Should I start a Substack?
Well, probably not. But it's a question many bloggers, writers, artists, journalists, marketers and more are asking themselves. I've been blogging here for almost twenty years, and it's never been anything other than a site to post written work that is not more refined and targeted for publication elsewhere, notably magazines, news and culture websites, or newspapers. While I did carry ads for many years and also utilized Amazon Affiliate links, they never produced any significant income, and this blog is not a place regular readers visit daily or weekly for a column.
Granted, I was a weekly columnist for The Villager, a community weekly in southeast Denver for several years, and I regularly published one-off pieces with the Denver Post among other papers. And, yes, I've been a freelance music, arts, and culture writer for alt-weeklies like Westword and 303 Magazine. But those, too, have never been regular work as a writer and certainly not anything that could be considered a job or career. Yet, I know I had a decent reader base in the Denver area, and I often wondered whether I could carry that into something like Substack as a weekly newsletter with a decent audience base.
Alas, probably not.
However, I am intrigued by the writers who have made the leap to Substack and managed to make a go of it. One neat story came from a career columnist in Davis, California, who was abruptly let go. Bob Dunning had been a working journalist and columnist for more than fifty years when his paper laid him off. On the advice of friends and family, he started a Substack newsletter and wrote a piece about how: ‘It’s like getting a raise every single day’ - On Substack
Bob published a raw piece on his new Substack, The Wary One, explaining what it felt like to be laid off after five and a half decades of service, and the subscribers started to pour in. “My god, it was instant. A giant whoosh,” he says. “I’m so energized. I still don’t understand it.”Within the first two months, it was clear to Bob that the move was the “golden opportunity of a lifetime.” He has more than doubled the $26-an-hour rate he had been making at the Davis Enterprise and expects to earn around $100,000 this year. “It didn’t seem like much of a risk to give Substack a try. How could I possibly have known what was just around the corner?”
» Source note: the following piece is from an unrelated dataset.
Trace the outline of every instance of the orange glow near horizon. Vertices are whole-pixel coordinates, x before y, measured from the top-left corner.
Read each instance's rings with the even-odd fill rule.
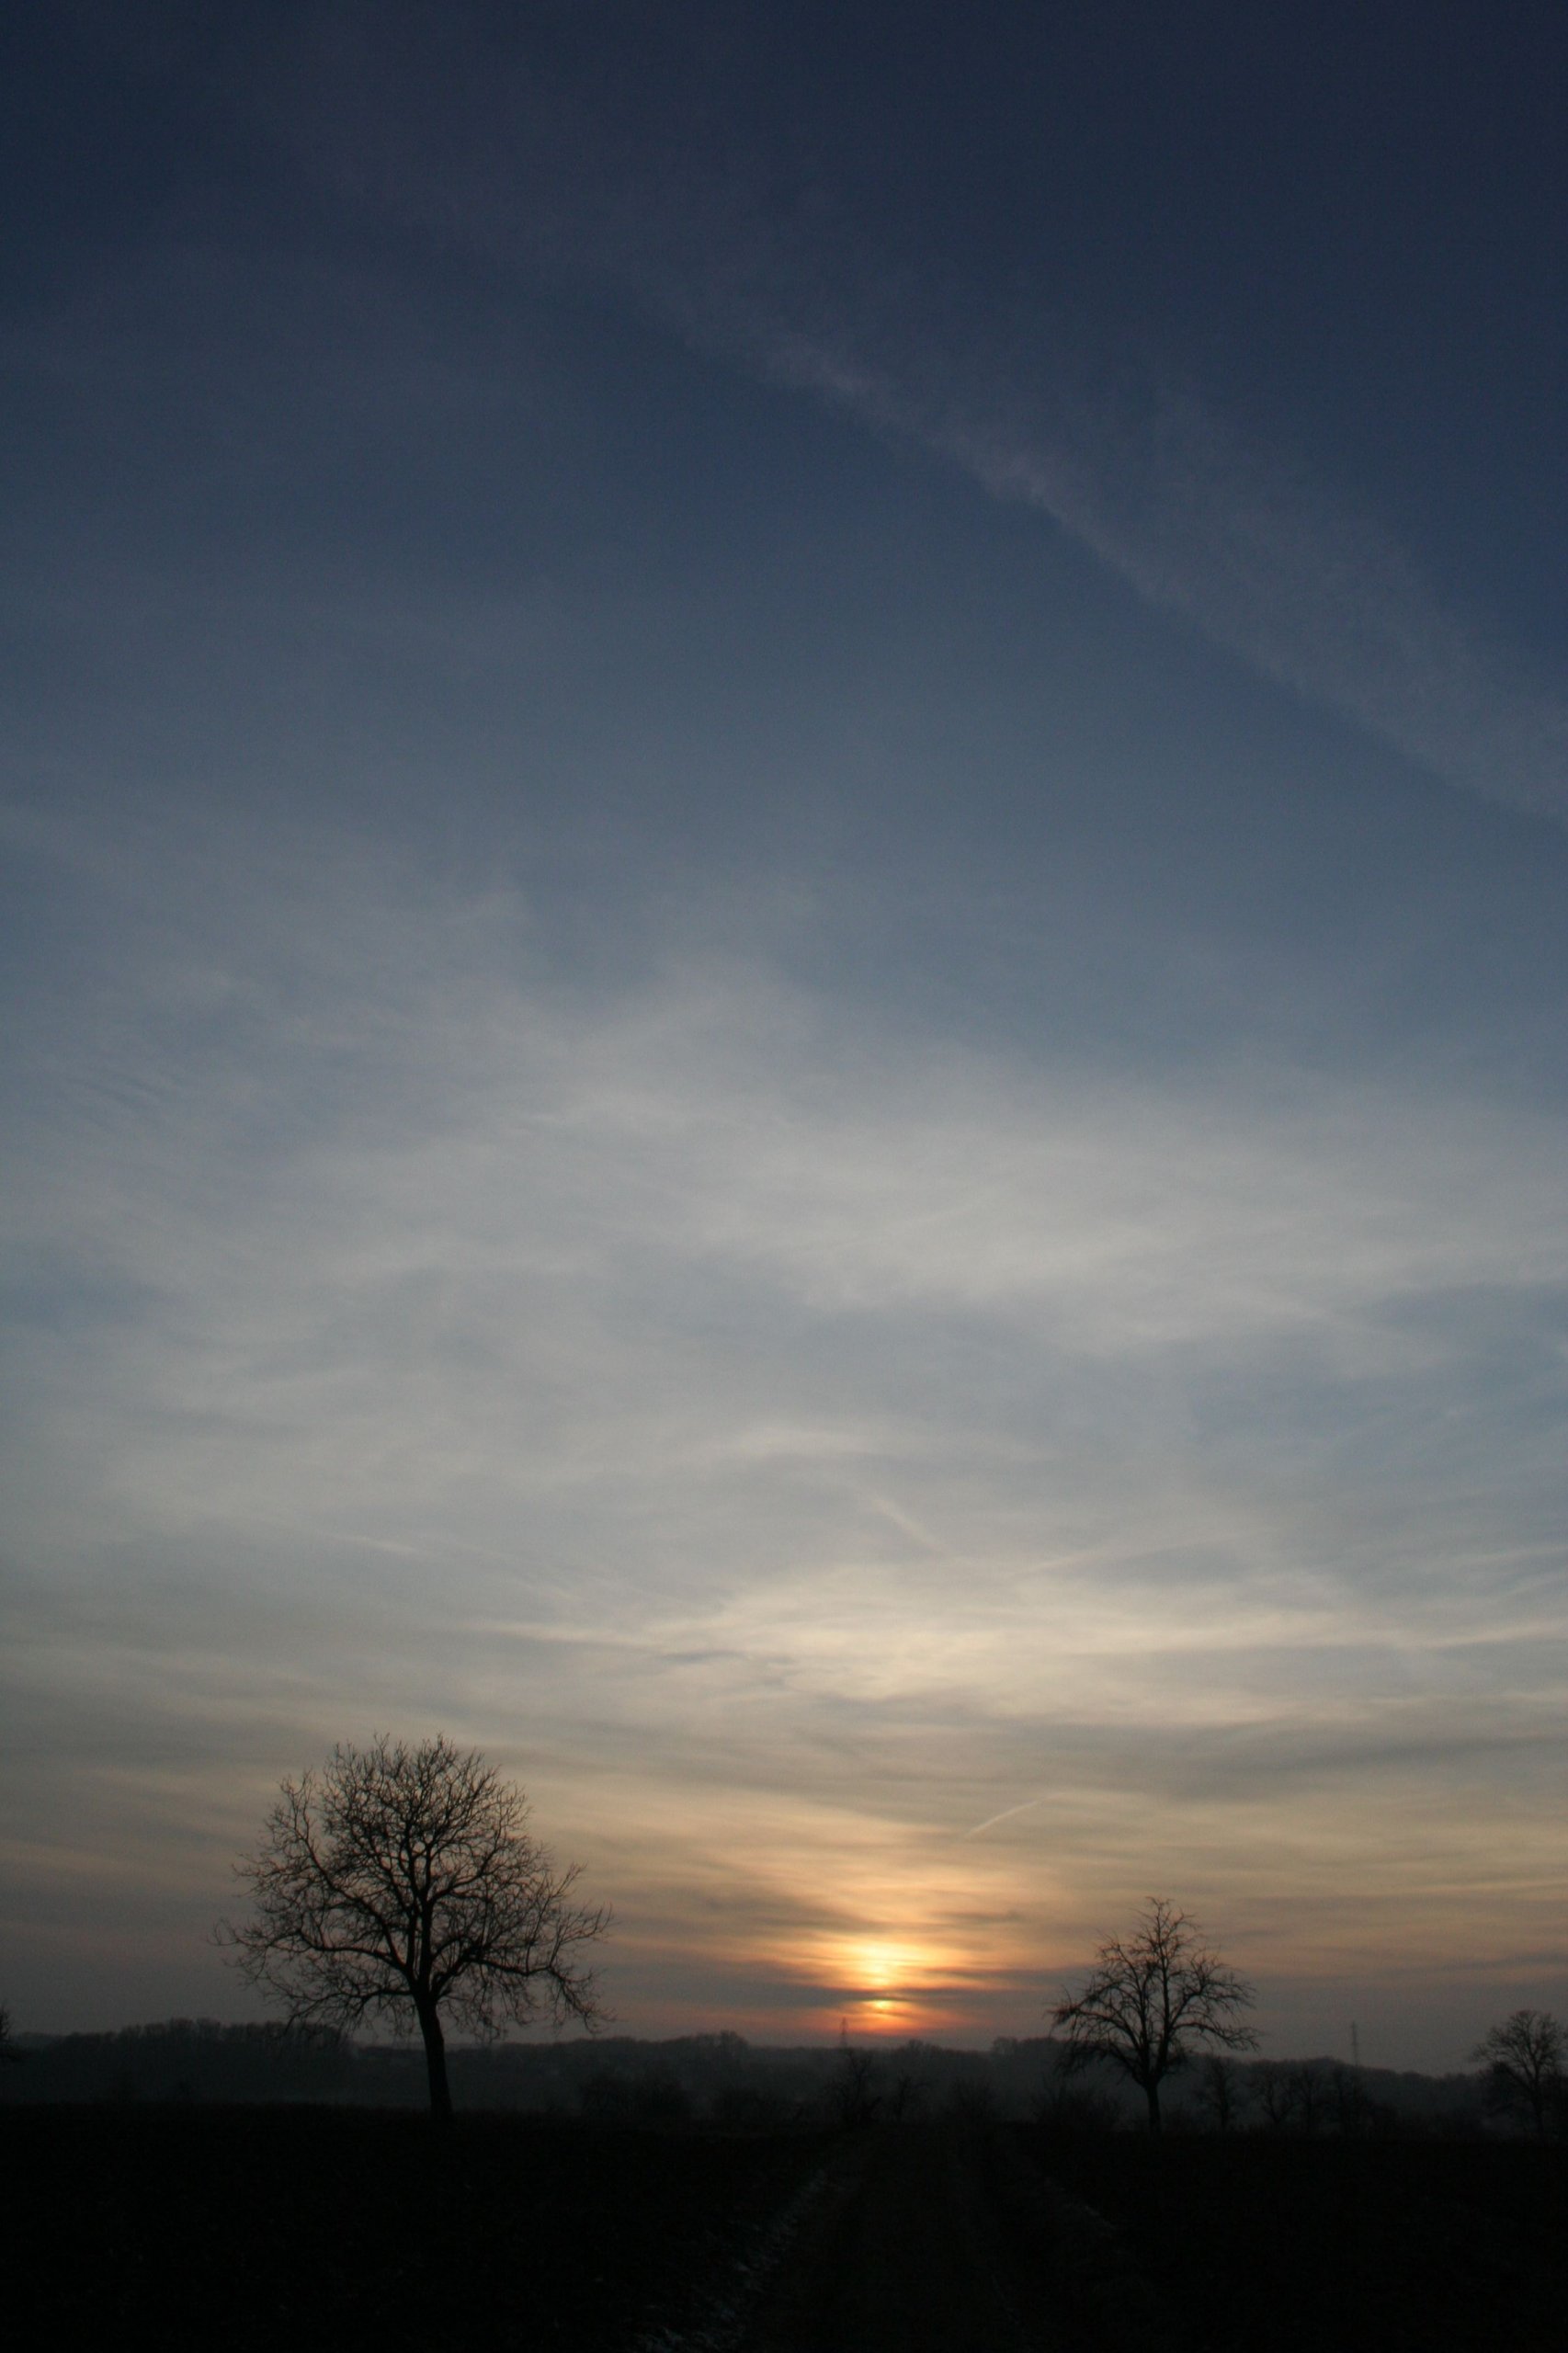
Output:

On Substack, Bob continues to write a daily column about his life and local issues, imbuing it with the trademark familiarity that made him beloved among regular readers. One of his most popular columns, from 1997, looks at the joy and anguish of dropping off your youngest child at college; another details his colonoscopy.
And although his audience has expanded—on the fifth day after launch, his column was already read in 43 states and 23 countries—his relationship with his readers remains just as intimate.